Want to give back to society together with Fido? We’ve got you covered with these four easy steps on how to become a therapy dog volunteer.
Four simple steps to becoming a therapy dog in Singapore.
studies have shown that therapy dogs provide both physical and mental health benefits to their beneficiaries. These animals have been known to stimulate endorphin production, lower blood pressure, reduce pain and promote relaxation in humans. Mentally, they help to reduce stress, uplift spirits, encourage communication and socialisation, comfort, and decrease anxiety and loneliness. A German Shepherd or even a Chihuahua can become one as long as it is at least a year old and has the right temperament. If you’d like to know how to go about registering your pooch as a therapy dog in Singapor, here’s a quick guide.
STEP 1: DO YOUR RESEARCH
Before you launch headfirst into signing Fido up as a therapy dog, it’s important to find out what this form of therapy entails. There are two forms of therapy: animal-assisted therapy (AAT) and animalassisted activities (AAA). “Animal-assisted therapy is more structured and involves the use of animals as part of a treatment process. Animal-assisted activities is about creating an enjoyable experience for our beneficiaries, with the goal being to enhance the quality of life,” says Tzu Ying, a representative from SOSD’s Healing Paws Programme.
There are costs involved with becoming a therapy dog as well. “Application to become a therapy dog with Therapy Dog Singapore (TDS) costs $35, which includes a one-time membership fee, a TDS human t-shirt and dog bandana which is worn during visits, and a car decal,” shares Stephanie Ho, paw-rent of four-and-ahalf-year-old Duke Lee, a Samoyed that volunteers with TDS.
STEP 2: IDENTIFY FIDO’S TEMPERAMENT
As much as you’d like to make your pooch a therapy dog, your pup’s nature is very important. “Therapy dogs need to possess the 3Cs—be confident, calm and companionable,” shares Tzu Ying. A therapy dog needs to be confident as it would be placed in situations with many novel objects, sights and sounds. This ensures that it can handle any unexpected reactions during sessions. Calmness is also essential. When the dog is calm, it’ll be able to express itself in a relaxed manner and obediently take cues from either its handler or the situation. But most importantly, the dog has to be companionable. It should enjoy being around humans and meeting new people all the time. “Sable is extremely friendly and gentle with so much love to share. She’s the gentlest and friendliest dog I have ever met. She brings joy to strangers,” says Jamie Kloor, paw-rent of 10-year-old Sable, a Yellow Labrador that volunteers with Healing Paws.
STEP 3: BEHAVIOUR TRAINING AND ASSESSMENT
Once you have assessed that your pooch has the rigth temperament, it’s time for training and assessments to prepare him for his sessions. “The type of training and assessments can vary, depending on what type of therapy the dog is used for,” informs Tzu Ying. At Healing Paws, dogs are tested for sensitivity to sounds, moving objects, strangers and being touched.

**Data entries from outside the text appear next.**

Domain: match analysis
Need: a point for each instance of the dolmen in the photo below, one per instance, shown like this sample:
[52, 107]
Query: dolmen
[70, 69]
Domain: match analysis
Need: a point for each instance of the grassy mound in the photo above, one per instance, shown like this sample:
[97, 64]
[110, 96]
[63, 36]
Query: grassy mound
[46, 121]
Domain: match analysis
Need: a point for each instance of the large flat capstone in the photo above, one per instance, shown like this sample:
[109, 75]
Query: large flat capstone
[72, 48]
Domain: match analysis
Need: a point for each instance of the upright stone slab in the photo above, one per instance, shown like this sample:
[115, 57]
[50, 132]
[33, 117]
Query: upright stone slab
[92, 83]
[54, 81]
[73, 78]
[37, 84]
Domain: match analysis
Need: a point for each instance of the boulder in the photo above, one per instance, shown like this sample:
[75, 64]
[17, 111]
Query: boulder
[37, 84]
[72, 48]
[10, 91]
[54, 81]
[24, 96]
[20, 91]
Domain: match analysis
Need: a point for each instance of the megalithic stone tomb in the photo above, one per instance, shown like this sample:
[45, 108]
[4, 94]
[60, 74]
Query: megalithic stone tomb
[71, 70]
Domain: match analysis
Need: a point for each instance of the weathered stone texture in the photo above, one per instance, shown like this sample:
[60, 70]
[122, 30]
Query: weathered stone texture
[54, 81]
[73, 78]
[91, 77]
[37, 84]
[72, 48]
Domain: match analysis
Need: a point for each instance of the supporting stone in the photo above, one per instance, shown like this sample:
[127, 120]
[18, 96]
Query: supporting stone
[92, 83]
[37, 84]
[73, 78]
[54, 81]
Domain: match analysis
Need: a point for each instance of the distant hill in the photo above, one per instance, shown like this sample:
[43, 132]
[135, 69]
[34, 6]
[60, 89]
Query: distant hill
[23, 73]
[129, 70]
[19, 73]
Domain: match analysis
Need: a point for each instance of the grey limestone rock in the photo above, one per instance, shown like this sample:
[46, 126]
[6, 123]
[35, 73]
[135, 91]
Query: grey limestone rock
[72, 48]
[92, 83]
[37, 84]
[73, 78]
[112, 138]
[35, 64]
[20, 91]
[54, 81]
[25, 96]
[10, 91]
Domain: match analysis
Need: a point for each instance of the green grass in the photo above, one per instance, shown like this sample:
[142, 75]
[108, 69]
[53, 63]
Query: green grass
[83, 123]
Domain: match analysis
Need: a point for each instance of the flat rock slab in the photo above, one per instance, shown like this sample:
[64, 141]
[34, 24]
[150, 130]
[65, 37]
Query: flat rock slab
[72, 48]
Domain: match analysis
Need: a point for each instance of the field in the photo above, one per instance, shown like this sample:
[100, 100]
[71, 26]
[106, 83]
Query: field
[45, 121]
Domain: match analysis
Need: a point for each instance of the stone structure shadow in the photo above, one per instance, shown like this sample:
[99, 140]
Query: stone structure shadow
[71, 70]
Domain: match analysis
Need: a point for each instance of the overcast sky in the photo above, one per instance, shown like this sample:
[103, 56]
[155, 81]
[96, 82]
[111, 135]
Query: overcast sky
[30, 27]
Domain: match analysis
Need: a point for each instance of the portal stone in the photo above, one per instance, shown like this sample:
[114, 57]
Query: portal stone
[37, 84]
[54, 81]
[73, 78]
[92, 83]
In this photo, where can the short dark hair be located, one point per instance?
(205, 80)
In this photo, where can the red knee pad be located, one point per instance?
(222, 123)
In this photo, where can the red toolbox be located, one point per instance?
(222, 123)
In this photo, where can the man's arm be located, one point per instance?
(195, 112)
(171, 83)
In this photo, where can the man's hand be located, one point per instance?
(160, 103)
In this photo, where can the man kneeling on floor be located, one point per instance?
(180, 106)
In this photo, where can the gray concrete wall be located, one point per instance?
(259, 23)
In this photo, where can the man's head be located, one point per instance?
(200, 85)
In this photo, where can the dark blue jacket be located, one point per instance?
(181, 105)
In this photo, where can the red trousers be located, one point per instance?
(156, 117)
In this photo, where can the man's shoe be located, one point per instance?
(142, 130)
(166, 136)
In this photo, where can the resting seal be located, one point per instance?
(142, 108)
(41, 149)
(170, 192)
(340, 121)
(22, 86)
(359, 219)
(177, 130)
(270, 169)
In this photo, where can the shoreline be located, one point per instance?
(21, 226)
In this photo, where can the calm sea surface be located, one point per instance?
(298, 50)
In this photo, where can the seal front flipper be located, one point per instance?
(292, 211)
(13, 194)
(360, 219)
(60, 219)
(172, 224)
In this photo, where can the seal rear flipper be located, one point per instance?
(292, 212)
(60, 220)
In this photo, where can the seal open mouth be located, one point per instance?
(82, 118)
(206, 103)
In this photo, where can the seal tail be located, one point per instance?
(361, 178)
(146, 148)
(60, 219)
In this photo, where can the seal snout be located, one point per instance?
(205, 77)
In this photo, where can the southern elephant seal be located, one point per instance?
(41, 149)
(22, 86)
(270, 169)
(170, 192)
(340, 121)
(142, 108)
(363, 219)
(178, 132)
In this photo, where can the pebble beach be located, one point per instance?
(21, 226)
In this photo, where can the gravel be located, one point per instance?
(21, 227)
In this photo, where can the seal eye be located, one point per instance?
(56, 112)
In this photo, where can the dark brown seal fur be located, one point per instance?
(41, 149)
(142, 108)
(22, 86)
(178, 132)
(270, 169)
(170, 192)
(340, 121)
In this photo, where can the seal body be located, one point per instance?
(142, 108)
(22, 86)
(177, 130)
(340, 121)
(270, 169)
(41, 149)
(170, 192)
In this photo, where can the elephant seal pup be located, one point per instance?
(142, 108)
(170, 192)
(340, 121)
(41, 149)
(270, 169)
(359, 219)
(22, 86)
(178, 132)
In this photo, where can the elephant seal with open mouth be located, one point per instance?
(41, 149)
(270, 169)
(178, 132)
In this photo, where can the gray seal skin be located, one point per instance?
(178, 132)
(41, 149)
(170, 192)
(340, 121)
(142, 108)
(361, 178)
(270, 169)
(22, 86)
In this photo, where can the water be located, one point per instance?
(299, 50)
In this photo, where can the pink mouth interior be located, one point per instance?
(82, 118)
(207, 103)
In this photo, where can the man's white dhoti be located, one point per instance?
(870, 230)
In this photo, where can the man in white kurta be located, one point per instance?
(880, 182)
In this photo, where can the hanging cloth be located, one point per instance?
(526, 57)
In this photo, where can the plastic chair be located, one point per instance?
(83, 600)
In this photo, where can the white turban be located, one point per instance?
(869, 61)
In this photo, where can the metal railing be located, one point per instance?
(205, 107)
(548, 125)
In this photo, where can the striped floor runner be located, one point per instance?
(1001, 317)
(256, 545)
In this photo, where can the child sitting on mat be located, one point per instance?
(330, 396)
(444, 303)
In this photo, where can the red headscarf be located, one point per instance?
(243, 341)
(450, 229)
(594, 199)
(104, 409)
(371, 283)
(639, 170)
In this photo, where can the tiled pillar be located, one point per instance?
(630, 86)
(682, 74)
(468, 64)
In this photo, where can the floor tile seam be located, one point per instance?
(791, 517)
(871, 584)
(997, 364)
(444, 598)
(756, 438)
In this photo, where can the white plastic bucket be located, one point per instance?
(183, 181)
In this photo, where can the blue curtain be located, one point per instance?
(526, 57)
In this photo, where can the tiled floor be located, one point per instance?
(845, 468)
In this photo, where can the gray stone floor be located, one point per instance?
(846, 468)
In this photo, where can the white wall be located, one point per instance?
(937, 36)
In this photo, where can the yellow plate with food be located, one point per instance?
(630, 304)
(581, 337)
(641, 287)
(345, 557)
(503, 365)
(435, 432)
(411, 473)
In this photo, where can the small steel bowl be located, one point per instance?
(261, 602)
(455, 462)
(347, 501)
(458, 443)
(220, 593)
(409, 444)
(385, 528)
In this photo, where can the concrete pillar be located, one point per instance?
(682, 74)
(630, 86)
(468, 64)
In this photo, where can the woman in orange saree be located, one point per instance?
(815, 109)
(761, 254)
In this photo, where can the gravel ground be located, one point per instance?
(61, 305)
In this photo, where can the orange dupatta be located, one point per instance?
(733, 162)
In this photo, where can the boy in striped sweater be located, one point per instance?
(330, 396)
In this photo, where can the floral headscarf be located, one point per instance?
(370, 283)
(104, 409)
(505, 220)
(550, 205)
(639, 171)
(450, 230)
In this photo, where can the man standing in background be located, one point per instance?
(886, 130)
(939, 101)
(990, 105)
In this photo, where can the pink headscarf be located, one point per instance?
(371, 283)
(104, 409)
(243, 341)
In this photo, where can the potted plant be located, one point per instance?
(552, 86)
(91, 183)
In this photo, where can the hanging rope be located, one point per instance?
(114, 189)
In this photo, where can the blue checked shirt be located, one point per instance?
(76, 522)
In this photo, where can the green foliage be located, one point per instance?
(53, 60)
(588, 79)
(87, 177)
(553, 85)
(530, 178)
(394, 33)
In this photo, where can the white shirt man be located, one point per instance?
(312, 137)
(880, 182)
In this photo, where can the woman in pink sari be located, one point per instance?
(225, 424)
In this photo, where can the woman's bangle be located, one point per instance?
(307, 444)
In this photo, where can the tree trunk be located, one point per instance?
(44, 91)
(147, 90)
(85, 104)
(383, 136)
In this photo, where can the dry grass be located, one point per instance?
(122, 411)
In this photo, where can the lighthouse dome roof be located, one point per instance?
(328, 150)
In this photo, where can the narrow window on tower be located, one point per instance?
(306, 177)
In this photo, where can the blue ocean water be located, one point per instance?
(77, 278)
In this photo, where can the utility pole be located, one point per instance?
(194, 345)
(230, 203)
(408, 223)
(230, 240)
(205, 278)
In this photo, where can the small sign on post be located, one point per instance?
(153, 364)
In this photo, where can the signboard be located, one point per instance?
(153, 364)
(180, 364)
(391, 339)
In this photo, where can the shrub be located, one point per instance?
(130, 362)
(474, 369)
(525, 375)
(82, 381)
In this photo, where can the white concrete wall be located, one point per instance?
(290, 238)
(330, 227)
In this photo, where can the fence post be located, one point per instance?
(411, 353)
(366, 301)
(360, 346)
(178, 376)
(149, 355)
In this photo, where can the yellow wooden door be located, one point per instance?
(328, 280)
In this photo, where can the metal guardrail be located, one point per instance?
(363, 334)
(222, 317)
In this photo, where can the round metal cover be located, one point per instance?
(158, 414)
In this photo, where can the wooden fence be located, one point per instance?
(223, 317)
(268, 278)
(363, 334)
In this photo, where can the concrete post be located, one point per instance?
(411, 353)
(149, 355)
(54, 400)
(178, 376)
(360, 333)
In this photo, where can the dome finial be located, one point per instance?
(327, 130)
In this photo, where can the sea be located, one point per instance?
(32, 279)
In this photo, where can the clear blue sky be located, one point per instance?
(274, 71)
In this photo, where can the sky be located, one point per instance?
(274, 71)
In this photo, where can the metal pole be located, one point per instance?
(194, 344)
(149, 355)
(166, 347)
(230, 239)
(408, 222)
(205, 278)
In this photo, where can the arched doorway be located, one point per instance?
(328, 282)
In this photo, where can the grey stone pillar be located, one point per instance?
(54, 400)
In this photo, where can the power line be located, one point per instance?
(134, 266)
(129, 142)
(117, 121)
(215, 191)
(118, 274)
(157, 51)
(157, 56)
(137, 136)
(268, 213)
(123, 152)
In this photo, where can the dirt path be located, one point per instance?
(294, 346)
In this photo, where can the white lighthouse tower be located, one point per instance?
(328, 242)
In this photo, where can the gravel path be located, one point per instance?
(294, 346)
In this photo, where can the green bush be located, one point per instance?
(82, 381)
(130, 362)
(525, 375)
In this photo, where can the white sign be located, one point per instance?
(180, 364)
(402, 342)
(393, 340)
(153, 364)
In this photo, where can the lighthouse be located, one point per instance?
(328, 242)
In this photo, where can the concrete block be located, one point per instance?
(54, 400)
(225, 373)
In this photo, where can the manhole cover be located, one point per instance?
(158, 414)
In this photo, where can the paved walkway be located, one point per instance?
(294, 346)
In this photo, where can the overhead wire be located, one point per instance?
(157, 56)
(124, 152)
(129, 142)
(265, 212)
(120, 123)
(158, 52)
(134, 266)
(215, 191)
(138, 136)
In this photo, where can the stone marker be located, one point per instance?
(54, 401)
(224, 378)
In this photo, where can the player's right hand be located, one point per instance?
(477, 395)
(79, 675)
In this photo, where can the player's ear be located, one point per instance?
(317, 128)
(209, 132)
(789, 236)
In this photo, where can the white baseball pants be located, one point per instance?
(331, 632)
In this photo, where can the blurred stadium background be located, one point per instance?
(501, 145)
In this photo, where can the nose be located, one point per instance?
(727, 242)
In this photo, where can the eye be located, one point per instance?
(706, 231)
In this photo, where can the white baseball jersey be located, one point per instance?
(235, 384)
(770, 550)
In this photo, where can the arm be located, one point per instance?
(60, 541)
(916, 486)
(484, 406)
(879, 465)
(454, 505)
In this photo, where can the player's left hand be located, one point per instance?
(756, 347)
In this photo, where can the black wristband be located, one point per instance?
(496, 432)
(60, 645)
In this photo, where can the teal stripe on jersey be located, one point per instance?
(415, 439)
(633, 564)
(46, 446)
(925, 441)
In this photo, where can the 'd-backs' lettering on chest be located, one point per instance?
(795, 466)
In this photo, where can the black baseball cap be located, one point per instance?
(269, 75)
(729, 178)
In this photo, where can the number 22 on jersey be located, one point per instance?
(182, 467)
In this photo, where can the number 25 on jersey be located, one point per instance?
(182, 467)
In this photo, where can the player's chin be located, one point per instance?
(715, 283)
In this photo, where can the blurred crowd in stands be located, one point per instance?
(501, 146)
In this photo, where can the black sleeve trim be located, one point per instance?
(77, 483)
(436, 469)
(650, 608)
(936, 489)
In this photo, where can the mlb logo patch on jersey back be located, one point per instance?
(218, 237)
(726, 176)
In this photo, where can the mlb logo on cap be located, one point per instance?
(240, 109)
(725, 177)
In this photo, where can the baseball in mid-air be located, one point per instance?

At organisations such as TDS, all dogs have to undergo basic obedience training, preferably Good Canine Citizen or higher. “For dogs that have not undergone basic obedience training, TDS conducts a separate evaluation test to ensure that they are suitable as therapy animals,” says Nadine Lee, a representative for TDS.
STEP 4: CONGRATULATIONS!
All you have to do now is to sign up. According to Tzu Ying, there is no official certification to become a therapy dog in Singapore. TDS also does not require human and/or canine volunteers to undergo training and/or certification before volunteering with them. So all you have to do now is to sign up as a volunteer via the respective websites.
You’ll also have to set aside some time for these sessions. At Healing Paws, volunteers are encouraged to go for at least one session a month. Each session lasts between 30 minutes to one-and-ahalf hours, but it is often capped at an hour because it can be tiring for both the dogs and volunteers. At TDS, volunteers are expected to commit to at least four visits in six months with each session lasting an hour.